This document is relevant for: Inf2, Trn1, Trn2

nki.compiler.sbuf.alloc#

nki.compiler.sbuf.alloc(func)[source]#

Allocate SBUF memory space for each logical block in a tensor using a customized allocation method.

This is one of the NKI direction allocation APIs. We recommend reading NKI Direct Allocation Developer Guide before using these APIs.

In NKI, a SBUF tensor (declared using NKI tensor creation APIs) can have three kinds of dimensions, in order: logical block(B), partition(P), and free(F). The partition and free dimensions directly map to the SBUF dimensions. Both B and F can be multi-dimensional, while P must be one-dimensional per Neuron ISA constraints. The block dimension describes how many (P, F) logical tiles this tensor has, but does not reflect the number of physical tiles being allocated.

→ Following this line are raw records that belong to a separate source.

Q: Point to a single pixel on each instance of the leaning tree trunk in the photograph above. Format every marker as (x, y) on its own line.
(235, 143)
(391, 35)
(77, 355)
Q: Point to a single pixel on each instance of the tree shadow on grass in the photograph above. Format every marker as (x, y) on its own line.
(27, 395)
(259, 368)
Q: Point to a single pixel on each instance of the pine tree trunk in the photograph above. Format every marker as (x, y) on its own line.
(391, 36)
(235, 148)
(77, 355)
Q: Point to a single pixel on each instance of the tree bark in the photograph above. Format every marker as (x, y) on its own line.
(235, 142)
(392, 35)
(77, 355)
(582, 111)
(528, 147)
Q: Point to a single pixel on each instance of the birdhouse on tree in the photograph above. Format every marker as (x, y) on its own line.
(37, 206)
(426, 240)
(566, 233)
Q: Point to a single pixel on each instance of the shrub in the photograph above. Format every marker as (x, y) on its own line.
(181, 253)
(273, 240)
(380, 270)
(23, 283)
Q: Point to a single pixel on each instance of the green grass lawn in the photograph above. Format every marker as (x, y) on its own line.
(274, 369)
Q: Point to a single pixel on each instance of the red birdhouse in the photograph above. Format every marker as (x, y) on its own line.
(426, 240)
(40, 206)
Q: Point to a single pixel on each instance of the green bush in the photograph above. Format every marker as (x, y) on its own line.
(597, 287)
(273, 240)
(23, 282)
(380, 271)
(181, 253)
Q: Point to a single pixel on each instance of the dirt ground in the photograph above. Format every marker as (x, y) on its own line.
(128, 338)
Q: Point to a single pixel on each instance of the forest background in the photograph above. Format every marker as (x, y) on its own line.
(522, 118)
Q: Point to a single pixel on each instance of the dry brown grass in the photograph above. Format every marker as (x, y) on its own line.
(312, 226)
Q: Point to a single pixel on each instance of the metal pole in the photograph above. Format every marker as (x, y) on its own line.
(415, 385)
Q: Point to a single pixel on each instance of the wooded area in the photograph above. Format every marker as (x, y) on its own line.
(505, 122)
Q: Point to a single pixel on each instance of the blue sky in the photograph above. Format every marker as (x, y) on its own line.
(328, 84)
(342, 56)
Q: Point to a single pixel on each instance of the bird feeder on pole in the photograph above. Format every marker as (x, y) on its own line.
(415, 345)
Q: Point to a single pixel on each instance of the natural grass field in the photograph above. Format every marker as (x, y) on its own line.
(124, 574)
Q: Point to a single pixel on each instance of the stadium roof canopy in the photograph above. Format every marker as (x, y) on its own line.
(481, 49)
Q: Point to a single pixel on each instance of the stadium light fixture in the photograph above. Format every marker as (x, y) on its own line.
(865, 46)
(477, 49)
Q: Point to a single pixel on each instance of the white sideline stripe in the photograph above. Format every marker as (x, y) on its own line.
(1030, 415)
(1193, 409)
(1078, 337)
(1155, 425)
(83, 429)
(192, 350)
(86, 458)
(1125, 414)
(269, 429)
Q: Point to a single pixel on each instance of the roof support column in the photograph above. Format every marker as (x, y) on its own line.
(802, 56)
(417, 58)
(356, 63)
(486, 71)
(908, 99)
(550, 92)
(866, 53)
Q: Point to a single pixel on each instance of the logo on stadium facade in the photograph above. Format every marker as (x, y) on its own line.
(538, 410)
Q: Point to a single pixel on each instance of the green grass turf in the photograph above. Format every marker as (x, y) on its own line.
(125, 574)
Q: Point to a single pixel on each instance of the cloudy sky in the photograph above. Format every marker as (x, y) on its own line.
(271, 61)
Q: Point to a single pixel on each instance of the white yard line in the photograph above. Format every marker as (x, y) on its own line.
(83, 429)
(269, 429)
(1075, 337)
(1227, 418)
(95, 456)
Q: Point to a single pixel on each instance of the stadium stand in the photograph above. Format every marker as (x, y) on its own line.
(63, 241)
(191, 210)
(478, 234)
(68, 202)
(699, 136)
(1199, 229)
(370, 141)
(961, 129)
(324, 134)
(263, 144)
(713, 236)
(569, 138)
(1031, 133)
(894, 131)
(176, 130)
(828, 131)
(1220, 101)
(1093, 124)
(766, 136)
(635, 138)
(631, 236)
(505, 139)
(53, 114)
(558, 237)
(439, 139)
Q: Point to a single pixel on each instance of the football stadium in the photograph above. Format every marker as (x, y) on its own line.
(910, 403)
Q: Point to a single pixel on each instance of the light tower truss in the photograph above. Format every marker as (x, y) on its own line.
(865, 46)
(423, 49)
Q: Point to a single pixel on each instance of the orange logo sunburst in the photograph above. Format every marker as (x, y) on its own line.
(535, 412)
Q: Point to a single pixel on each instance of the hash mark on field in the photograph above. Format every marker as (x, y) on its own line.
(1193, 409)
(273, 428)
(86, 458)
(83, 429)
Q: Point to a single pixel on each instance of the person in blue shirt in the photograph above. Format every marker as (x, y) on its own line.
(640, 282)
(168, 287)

ncc.sbuf.alloc should be assigned to the buffer field of a NKI tensor declaration API. For example,

nki_tensor = nl.ndarray((4, 8, nl.par_dim(128), 4, 32), dtype=nl.bfloat16, buffer=ncc.sbuf.alloc(...))

ncc.sbuf.alloc allows programmers to specify the physical location of each logical tile in the tensor. The API accepts a single input func parameter, which is a callable object that takes in:

  1. a tuple of integers idx representing a logical block index,

  2. an integer pdim_size for the number of partitions the logical tile has, and

  3. an integer fdim_size for the number of bytes the logical tile has per partition.

The number of integers in idx must match the number of B dimensions the SBUF tensor has. For example, for the above nki_tensor, we expect the idx tuple to have two integers for a 2D block index.

pdim_size should match the partition dimension size of the NKI tensor exactly. fdim_size should be the total size of F dimension shapes of each logical tile in the tensor, multiplied by the data type size in bytes. For the above sbuf_tensor, pdim_size should be 128, and fdim_size should be 4*32*sizeof(nl.bfloat16) = 256 bytes.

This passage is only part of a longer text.